Czanga – nowy środek przemieszczania się :)

Byłem niedawno znów daleko poza tym krajem, żeby, zupełnie „przypadkowo” odkryć mieszankę o nazwie Czanga. Słyszałem już wcześniej tę nazwę, ale jakoś nie było okazji. Wyjazd był zdecydowanie nastawiony na grzybobranie w dzikich ostępach lasów niderlandów. Któregoś wieczoru, gdy już powoli lądowaliśmy, Sven (Swen, Sveen – nie mam pojęcia jak to się pisze) zapytał, czy ktoś dołączy do niego i Czangi. Zdecydowałem się i to był strzał w 10. Niezwykła mieszania roślin, która w działaniu i oprawie jest łudząco podobna do Ayahuaski. Działa jednak natychmiast, ale za to zdecydowanie krócej.
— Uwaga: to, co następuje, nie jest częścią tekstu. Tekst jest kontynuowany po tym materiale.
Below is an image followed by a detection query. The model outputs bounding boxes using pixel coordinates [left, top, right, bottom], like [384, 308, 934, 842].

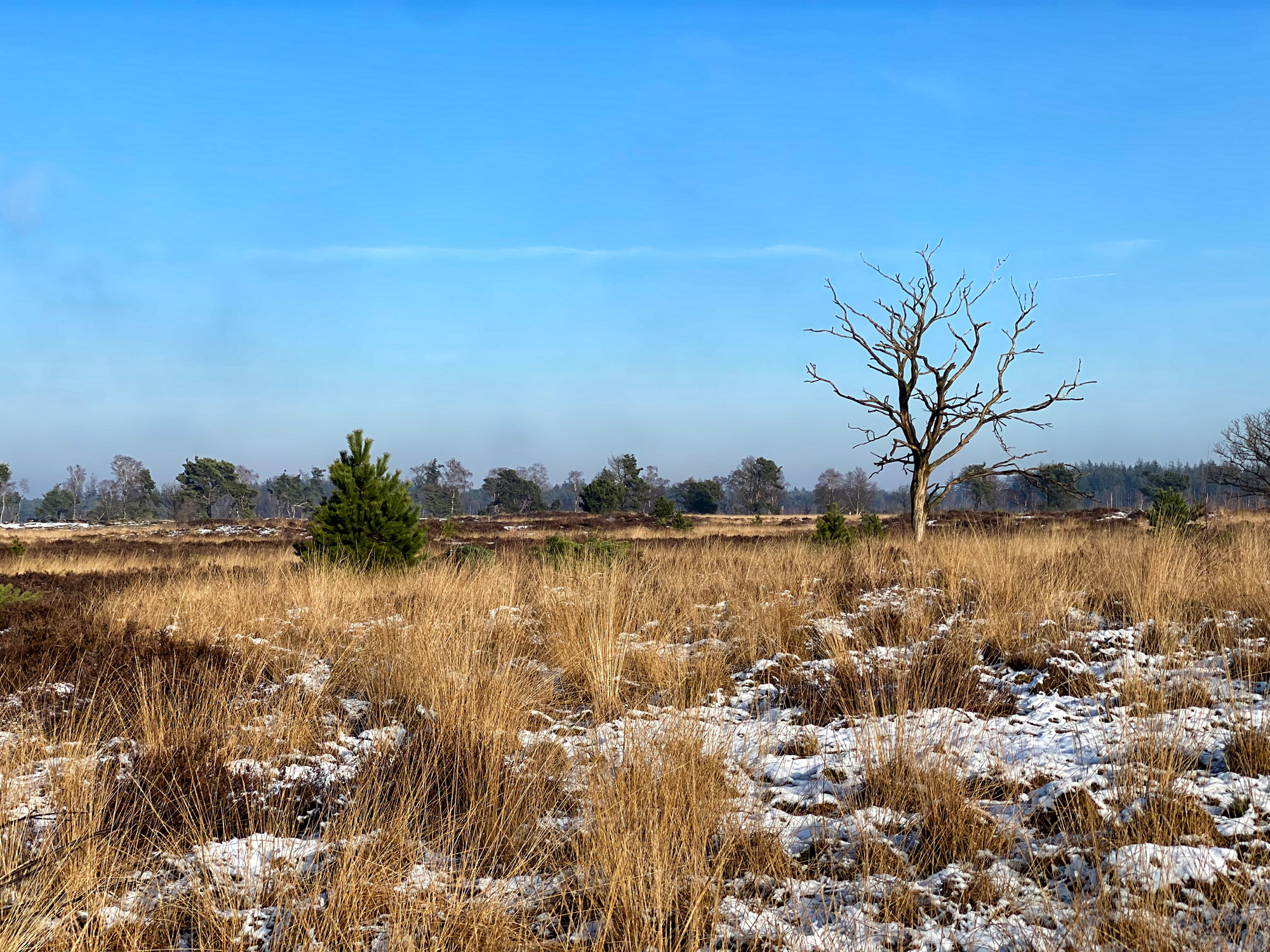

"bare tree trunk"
[908, 463, 931, 542]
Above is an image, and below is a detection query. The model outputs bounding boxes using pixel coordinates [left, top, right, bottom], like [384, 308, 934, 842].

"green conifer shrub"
[653, 496, 674, 526]
[296, 430, 428, 569]
[0, 585, 39, 608]
[671, 513, 693, 532]
[860, 513, 886, 538]
[1147, 489, 1204, 529]
[812, 503, 856, 546]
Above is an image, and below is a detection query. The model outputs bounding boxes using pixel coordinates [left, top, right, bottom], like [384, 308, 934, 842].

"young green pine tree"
[812, 503, 856, 546]
[296, 430, 428, 569]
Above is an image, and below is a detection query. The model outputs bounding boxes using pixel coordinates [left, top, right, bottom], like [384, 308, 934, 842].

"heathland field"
[0, 510, 1270, 952]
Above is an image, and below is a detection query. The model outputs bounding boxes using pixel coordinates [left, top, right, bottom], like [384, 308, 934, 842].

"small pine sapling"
[1147, 489, 1204, 529]
[296, 430, 428, 569]
[0, 585, 39, 608]
[812, 503, 856, 546]
[653, 496, 674, 526]
[671, 513, 695, 532]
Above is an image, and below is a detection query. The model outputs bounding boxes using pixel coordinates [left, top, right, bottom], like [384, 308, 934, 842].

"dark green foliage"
[812, 503, 856, 546]
[653, 496, 674, 526]
[536, 536, 631, 565]
[860, 513, 886, 538]
[605, 453, 653, 512]
[578, 470, 626, 514]
[450, 542, 494, 567]
[296, 430, 428, 569]
[175, 456, 260, 519]
[0, 585, 39, 608]
[1147, 487, 1204, 529]
[728, 456, 786, 515]
[673, 479, 723, 515]
[1027, 463, 1081, 509]
[1142, 470, 1190, 503]
[36, 486, 75, 522]
[483, 468, 546, 513]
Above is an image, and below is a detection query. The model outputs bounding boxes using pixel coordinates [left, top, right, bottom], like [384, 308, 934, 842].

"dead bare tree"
[806, 245, 1093, 541]
[1205, 410, 1270, 496]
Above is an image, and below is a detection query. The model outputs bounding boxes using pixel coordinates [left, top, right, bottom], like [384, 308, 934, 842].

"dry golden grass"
[0, 517, 1270, 951]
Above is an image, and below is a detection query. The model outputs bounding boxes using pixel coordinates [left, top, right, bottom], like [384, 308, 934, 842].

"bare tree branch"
[806, 242, 1092, 538]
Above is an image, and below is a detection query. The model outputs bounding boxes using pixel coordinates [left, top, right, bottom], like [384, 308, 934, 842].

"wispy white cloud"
[0, 169, 47, 228]
[1045, 272, 1120, 281]
[246, 245, 842, 264]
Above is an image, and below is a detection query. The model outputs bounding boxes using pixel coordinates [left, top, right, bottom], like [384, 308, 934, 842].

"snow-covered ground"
[0, 589, 1270, 951]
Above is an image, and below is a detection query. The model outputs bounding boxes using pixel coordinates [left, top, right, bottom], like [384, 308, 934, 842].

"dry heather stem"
[0, 520, 1270, 949]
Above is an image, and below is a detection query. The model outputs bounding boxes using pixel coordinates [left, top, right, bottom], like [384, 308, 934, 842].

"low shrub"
[535, 536, 631, 565]
[1147, 489, 1204, 529]
[0, 585, 39, 608]
[812, 503, 856, 546]
[860, 513, 886, 538]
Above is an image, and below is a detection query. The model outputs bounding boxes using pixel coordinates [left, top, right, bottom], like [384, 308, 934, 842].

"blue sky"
[0, 3, 1270, 491]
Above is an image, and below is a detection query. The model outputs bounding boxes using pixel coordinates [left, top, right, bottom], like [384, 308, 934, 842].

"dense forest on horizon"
[0, 454, 1265, 523]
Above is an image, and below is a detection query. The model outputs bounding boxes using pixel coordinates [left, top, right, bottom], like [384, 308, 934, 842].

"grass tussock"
[0, 514, 1270, 952]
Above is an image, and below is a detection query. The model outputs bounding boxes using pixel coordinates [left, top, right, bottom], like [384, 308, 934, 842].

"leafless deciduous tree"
[812, 466, 847, 508]
[843, 466, 878, 515]
[62, 463, 89, 519]
[516, 463, 551, 493]
[441, 457, 472, 515]
[1206, 410, 1270, 496]
[806, 245, 1093, 539]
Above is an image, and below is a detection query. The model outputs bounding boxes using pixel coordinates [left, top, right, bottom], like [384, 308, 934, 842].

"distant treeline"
[0, 453, 1265, 522]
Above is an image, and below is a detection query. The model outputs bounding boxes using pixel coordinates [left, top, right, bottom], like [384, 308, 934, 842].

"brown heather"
[0, 514, 1270, 952]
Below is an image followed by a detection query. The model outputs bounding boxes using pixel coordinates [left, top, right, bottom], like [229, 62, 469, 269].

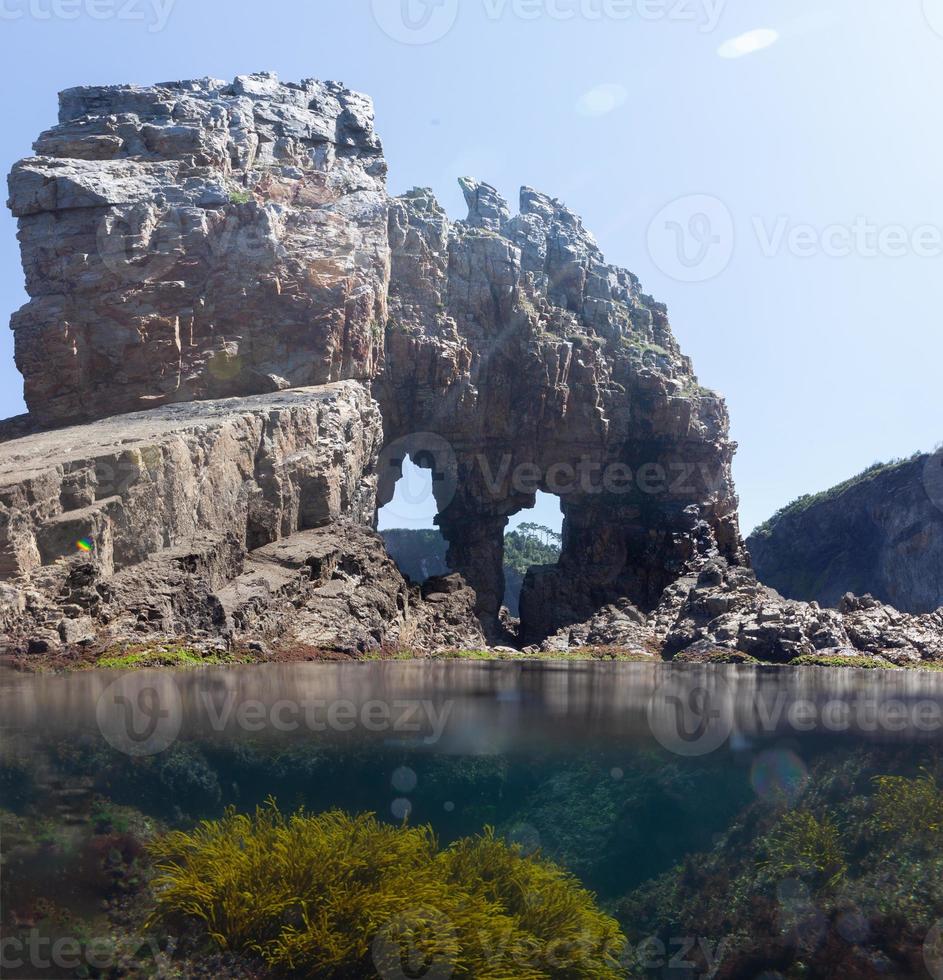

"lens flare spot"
[750, 749, 809, 805]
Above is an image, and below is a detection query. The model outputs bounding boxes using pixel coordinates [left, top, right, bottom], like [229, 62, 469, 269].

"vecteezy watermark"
[923, 922, 943, 980]
[371, 908, 458, 980]
[620, 936, 728, 980]
[372, 0, 727, 45]
[96, 203, 183, 282]
[0, 0, 177, 34]
[96, 673, 455, 756]
[377, 432, 458, 520]
[648, 671, 943, 756]
[95, 674, 183, 756]
[648, 200, 943, 283]
[648, 194, 735, 283]
[371, 0, 458, 45]
[0, 929, 175, 977]
[197, 691, 455, 745]
[648, 676, 734, 758]
[753, 215, 943, 259]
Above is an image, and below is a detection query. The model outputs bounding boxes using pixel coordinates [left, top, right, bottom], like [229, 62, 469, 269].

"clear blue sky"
[0, 0, 943, 530]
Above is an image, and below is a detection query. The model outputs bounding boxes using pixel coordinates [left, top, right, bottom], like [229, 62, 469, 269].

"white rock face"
[9, 74, 389, 425]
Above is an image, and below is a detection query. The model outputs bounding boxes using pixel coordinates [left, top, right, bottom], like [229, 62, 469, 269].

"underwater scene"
[0, 661, 943, 980]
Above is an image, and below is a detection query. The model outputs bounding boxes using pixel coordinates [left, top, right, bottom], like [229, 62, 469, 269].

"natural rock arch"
[374, 179, 745, 640]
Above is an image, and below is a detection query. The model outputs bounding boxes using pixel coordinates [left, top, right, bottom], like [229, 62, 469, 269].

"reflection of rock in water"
[0, 661, 943, 755]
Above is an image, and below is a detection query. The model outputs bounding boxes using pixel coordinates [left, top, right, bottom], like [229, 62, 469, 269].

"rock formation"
[0, 74, 943, 662]
[0, 74, 484, 652]
[375, 180, 744, 640]
[748, 452, 943, 613]
[10, 74, 389, 425]
[0, 381, 482, 652]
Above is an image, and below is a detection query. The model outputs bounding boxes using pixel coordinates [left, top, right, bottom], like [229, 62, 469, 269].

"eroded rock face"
[665, 561, 943, 664]
[0, 382, 483, 653]
[9, 74, 389, 425]
[748, 451, 943, 613]
[376, 180, 745, 641]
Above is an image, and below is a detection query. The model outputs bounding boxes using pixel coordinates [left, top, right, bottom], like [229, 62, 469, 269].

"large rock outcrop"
[16, 74, 943, 662]
[0, 381, 482, 652]
[9, 74, 389, 425]
[375, 180, 744, 639]
[748, 451, 943, 613]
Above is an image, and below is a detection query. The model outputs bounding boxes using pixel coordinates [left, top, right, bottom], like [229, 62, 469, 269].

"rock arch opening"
[504, 492, 563, 619]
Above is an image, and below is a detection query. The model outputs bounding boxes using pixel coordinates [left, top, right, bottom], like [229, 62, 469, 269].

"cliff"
[748, 452, 943, 613]
[0, 74, 943, 663]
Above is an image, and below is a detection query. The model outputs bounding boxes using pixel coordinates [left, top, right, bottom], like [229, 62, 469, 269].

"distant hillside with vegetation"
[747, 453, 943, 613]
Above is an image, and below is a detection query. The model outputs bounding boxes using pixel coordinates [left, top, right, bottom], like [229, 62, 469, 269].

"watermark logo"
[95, 674, 183, 756]
[648, 675, 734, 758]
[648, 194, 735, 283]
[923, 447, 943, 510]
[372, 0, 458, 45]
[378, 432, 458, 521]
[753, 215, 943, 259]
[0, 0, 177, 34]
[923, 922, 943, 980]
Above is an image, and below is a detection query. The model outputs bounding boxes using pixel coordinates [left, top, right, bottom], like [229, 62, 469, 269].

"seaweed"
[149, 800, 624, 980]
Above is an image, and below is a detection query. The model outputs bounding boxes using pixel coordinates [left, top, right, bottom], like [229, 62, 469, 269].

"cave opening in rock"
[504, 492, 563, 619]
[377, 455, 452, 585]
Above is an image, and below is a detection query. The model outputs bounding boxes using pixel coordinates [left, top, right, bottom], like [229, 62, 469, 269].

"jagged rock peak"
[9, 74, 389, 425]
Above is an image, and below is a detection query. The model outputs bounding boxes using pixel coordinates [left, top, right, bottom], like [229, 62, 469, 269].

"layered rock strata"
[9, 74, 389, 425]
[748, 451, 943, 613]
Ten wyjazd łączy się z moim dzisiejszym snem, stąd to chyba pierwszy wpis równocześnie jako sen i własne doświadczenia. Bo sen dział się w tamtym właśnie ośrodku w Holandii, jednak ludzie we śnie nie byli tymi których tam rzeczywiście spotkałem. Co ciekawe, podczas poznawania Czangi towarzyszyli mi ludzie, z którymi uczestniczę w Ceremoniach Ayahuaski (jedynie więc kraj się zgadza). Ciekawym elementem był fakt, że każdy palił Czangę na swój sposób, a ja przechadzałem się wśród tych ludzi i zapoznawałem się z ich sposobem. Za każdym razem więc Czanga działała na mnie inaczej, dając możliwość podróżowania razem z tym, od którego się uczyłem. Nieprawdopodobne rzeczy działy się w tym śnie. Czułem się jedością z każdym z nich, a jednocześnie byłem sam dla siebie przewodnikiem 🙂

Holenderska Ceremonia Mexicana.

Wróciłem z Holandii, gdzie samotnie zrobiłem swoją pierwszą Ceremonię Psylo. Użyłem odmiany Mexicana. Podszedłem troszkę „naukowo”, chcąc móc opisać etapy, stany umysłu i ciała. Był więc zegarek, telefon z dyktafonem i muzyka z Deezer 🙂 Obudziłem się jak zwykle dość wcześnie, na śniadanie wypiłem 45 gramów ceremonialnego Kakao Keith’a. Godzina po Kakao upłynęła na wyciszeniu, dopasowaniu playlisty, aby móc później nie zajmować się tym tematem. Około godziny 10, odmierzyłem 1.25 grama Mexicany, włożyłem do ust i trzymałem około 3 minut. Smak bardzo pozytwny… jak borowiki :). Potem popiłem czystą wodą i czekałem. Mineło około 20 minut, gdy poczułem zmiany. Uderzenie ciepła na całym ciele, lekkie odrętwienie. Drżenie rąk, ziewanie. Te wszystkie stany są bardzo podobne do Ayahuascowych. W moim przypadku jestem zwolennikiem stacjonarnego „bycia”. Wcześniej, przy rezerwacji apartamentu, poprosiłem właściciela o miękki koc, poduszkę i coś do ogrzewania, gdyby kaloryfery jeszcze nie były włączone. Wszysto było jak chciałem. Jovan spisał się na medal. Położyłem się, zawinąłem w koc, jak larwa w kokon i zaczęło się. Od razu spora różnica, w porównaniu z Ayą. Kolory. Zupełnie inne. Ziemiste, jakby przykurzone. Aya jest pastelowa, neonowa i głęboka. Nie piszę tego, że było źle, że zawiedzieny jestem :). Widać taka jest Mexicana. Opisałem po prostu inność. Podróż piękna, bardzo empatyczna, radosna. Myślę, że poranna Ceremonia Kakao też dużo dała. Mniej więcej po godzinie postanowiłem wziąć drugą dawkę, mniejszą, bo tylko 0.7 grama. To było dobre posunięcie jak na pierwszy raz. Kontynuacja kolorów, podróży i dźwięków była mocna. Zaskakująca, radosna. Ciekawostką jest jednak to, że nie umiem opisać tego co widziałem, nie umiem opisać myśli, jakbym nic nie pamiętał. Wewnętrznie jedak pamiętam wszystko. Bardzo dziwne uczucie. To zupełnie odwrotnie niż przy Ayi. Może tak się stało, bo chciałem być dość „świadomy”, żeby kontrolować czas, otoczenie. Częste przerywanie procesu, nie zagłębianie się w taki sposób luźny, oczywisty. Pewnie wszystko miało wpływ. Czas łączny 4 godziny.